Nürnberg/Ansbach – Das Oberlandesgericht Nürnberg hat heute Beschwerden gegen Anordnungen des Amtsgerichts Ansbach weitgehend zurückgewiesen. Vier Elternpaare hatten sich gegen den vorläufigen Entzug, wesentlicher Teile des Sorgerechts gewehrt. Nun kommen die zwei jüngsten von neun Kindern zurück in die Obhut ihrer Eltern.

 
Nach Anhörungen der Kinder, Eltern und Vertretern des Jugendamtes war der zuständige Familiensenat des Oberlandesgerichts davon überzeugt, dass für die älteren Kinder die gegenwärtige Gefahr einer körperlichen Züchtigung fortbestehe.

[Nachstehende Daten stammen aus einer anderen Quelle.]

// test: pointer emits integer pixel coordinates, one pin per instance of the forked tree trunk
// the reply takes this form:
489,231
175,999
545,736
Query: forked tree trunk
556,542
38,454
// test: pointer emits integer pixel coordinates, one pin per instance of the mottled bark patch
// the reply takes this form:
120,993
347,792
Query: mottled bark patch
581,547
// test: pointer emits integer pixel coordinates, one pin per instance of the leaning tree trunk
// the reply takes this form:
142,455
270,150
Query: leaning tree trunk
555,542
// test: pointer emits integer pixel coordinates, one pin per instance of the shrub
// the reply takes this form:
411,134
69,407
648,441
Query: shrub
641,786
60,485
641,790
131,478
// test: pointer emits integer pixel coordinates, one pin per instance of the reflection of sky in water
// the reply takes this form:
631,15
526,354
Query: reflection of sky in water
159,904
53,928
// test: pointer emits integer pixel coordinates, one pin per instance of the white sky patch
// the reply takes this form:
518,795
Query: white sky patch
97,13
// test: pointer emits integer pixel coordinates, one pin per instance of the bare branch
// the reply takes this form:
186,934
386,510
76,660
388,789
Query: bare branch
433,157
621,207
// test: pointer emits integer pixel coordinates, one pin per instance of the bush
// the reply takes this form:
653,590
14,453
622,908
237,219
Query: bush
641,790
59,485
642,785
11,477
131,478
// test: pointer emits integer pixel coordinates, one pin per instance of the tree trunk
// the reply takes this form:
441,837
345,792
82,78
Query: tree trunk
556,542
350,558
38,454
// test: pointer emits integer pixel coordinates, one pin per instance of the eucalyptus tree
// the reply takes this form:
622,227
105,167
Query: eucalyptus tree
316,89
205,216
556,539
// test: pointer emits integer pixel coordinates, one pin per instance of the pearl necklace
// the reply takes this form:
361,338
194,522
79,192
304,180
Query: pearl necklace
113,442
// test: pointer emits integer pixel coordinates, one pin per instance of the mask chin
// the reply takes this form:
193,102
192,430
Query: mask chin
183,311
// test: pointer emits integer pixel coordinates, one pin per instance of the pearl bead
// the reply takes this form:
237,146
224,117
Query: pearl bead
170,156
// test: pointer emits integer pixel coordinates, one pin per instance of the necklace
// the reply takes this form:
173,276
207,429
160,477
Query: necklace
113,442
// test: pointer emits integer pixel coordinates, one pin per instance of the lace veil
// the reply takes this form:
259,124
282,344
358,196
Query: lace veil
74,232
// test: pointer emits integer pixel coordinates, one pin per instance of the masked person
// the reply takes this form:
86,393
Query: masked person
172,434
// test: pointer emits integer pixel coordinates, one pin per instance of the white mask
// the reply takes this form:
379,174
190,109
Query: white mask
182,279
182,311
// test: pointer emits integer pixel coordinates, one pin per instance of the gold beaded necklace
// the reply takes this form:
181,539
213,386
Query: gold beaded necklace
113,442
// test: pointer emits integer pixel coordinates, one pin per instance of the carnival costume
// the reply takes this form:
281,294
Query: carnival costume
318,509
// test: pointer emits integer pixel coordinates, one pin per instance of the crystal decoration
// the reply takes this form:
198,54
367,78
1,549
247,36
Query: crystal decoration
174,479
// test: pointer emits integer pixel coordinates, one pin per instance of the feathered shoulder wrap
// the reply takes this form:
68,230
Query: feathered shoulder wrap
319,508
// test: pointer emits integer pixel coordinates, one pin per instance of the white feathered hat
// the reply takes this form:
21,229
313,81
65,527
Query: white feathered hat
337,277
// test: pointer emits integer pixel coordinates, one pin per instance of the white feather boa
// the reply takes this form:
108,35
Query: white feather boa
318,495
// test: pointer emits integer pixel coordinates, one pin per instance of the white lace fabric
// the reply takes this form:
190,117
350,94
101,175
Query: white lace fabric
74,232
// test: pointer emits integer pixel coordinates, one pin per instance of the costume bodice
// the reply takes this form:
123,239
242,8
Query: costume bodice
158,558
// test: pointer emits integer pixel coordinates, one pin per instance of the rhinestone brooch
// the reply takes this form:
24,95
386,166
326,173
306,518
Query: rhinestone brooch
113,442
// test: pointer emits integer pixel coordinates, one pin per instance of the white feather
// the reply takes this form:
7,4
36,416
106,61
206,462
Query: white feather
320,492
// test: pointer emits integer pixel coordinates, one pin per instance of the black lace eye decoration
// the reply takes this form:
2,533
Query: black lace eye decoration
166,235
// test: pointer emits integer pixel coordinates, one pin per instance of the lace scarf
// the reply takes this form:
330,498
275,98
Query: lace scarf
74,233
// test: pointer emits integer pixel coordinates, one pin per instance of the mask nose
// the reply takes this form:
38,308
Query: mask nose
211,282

Deshalb bleiben sie bis zur Klärung des Hauptsacheverfahrens bei Pflegeeltern, haben aber regelmäßigen Kontakt zu ihren leiblichen Eltern. Den beiden jüngsten, erst wenige Monate alten Kindern,  drohe nach Erkenntnissen des Senats keine Gefahr von körperlicher Züchtigung. Die beiden Säuglinge kehren jetzt zu ihren Eltern zurück.

 
Die getroffenen Entscheidungen betreffen nur Maßnahmen des vorläufigen Rechtsschutzes. Das Hauptsacheverfahren, welches endgültige Entscheidungen bringt, wird beim Amtsgericht Ansbach verhandelt.